There are also inconsistencies like front and back braces/(angle)brackets/parens not being convertible like the alphabet is.

[({< <-> >})] would have been just as or more useful than the alphabet being convertible and saved a few instructions in common parsing loops.

1 comments

> takes twice as many instructions

What is your preferred system? How does it affect other needs, like collation, or testing if something is upper-case vs. lower-case, or ease of supporting case-insensitivity?

Have you measured the performance difference? https://johnnylee-sde.github.io/Fast-unsigned-integer-to-hex... shows a branchless UlongToHexString which is essentially as fast as a lookup table and faster than the "naive" implementation.

> Bounds-checking for the English alphabet

In the following it goes from 2 assembly instructions to three:

  int is_letter(char c) {
    c |= 0x20;  // normalize to lowercase
    return ('a' <= c) && (c <= 'z');
  }
Yes, that's 50% more assembly, to add a single bit-wise or, when testing a single character.

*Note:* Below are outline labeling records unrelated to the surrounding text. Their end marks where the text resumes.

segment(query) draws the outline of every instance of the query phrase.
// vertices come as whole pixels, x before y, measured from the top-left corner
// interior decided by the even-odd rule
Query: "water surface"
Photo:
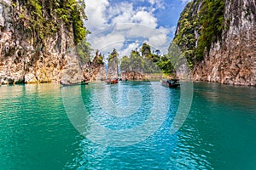
[[[152,86],[164,97],[155,96]],[[102,145],[73,126],[63,105],[63,90],[73,92],[71,104],[81,99],[86,114],[113,130],[132,129],[146,122],[155,99],[168,105],[167,111],[160,127],[145,140],[124,147]],[[189,114],[172,135],[170,128],[180,89],[157,82],[66,89],[59,84],[1,86],[0,93],[0,169],[256,168],[255,88],[194,83]],[[114,116],[106,99],[117,108],[125,108],[120,110],[129,116]],[[131,110],[129,102],[134,102]],[[90,122],[84,121],[84,127],[89,132]]]

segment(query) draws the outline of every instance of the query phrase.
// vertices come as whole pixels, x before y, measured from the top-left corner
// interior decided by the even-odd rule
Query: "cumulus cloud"
[[[85,10],[89,18],[86,21],[86,26],[89,30],[95,30],[106,26],[108,22],[106,9],[109,3],[108,0],[90,1],[90,3],[86,3]]]
[[[137,7],[127,1],[110,4],[108,1],[85,0],[89,18],[86,26],[92,32],[88,41],[93,48],[105,54],[116,48],[121,55],[129,55],[132,49],[148,42],[161,51],[167,49],[172,27],[159,26],[154,14],[155,8],[164,6],[161,1],[143,0],[151,7]]]

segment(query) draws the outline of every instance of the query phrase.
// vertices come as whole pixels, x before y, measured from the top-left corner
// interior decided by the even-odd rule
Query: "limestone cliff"
[[[0,83],[84,79],[75,50],[82,37],[63,8],[55,1],[0,0]]]
[[[223,12],[214,7],[216,2],[222,3],[189,3],[181,14],[174,41],[192,63],[195,80],[256,86],[255,0],[223,1]],[[211,7],[212,14],[204,13]],[[204,14],[210,18],[201,22]]]

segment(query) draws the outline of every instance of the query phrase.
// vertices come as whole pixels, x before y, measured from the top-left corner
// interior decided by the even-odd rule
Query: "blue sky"
[[[166,54],[173,38],[180,13],[189,0],[85,0],[91,31],[88,41],[94,49],[108,55],[116,48],[120,56],[141,48]]]

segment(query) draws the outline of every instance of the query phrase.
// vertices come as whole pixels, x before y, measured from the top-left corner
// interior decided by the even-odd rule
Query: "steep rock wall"
[[[55,18],[56,31],[38,38],[30,27],[26,10],[19,2],[0,2],[0,83],[84,79],[72,26]],[[46,16],[51,12],[43,7],[42,13]],[[49,15],[55,18],[55,14]]]
[[[195,80],[256,86],[255,12],[255,0],[226,1],[228,29],[195,66]]]

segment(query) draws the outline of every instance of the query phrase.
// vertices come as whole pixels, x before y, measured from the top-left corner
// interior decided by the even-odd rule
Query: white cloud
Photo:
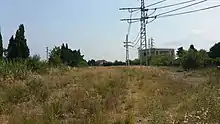
[[[192,29],[191,30],[191,34],[193,34],[193,35],[201,35],[203,33],[204,33],[204,30],[202,30],[202,29]]]

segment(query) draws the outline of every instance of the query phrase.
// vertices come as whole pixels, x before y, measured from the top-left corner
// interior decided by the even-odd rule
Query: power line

But, seriously, when is this useful? English words include an apostrophe, names like the English author Brontë use diacritics, and æ is still (rarely) used, like in the "Endowed Chair for Orthopædic Investigation" at https://orthop.washington.edu/research/ourlabs/collagen/peop... .

And when testing multiple characters at a time, there are clever optimizations like those used in UlongToHexString. SIMD within a register (SWAR) is quite powerful, eg, 8 characters could be or'ed at once in 64 bits, and of course the CPU can do a lot of work to pipeline things, so 50% more single-clock-tick instructions does not mean %50 more work.

> like front and back braces/(angle)brackets/parens not being convertible

I have never needed that operation. Why do you need it?

Usually when I find a "(" I know I need a ")", and if I also allow a "[" then I need an if-statement anyway since A(8) and A[8] are different things, and both paths implicitly know what to expect.

> and saved a few instructions in common parsing loops.

Parsing needs to know what specific character comes next, and they are very rarely limited to only those characters. The ones I've looked use a DFA, eg, via a switch statement or lookup table.

I can't figure out what advantage there is to that ordering, that is, I can't see why there would be any overall savings.

Especially in a language like C++ with > and >> and >>= and A<B<int>> and -> where only some of them are balanced.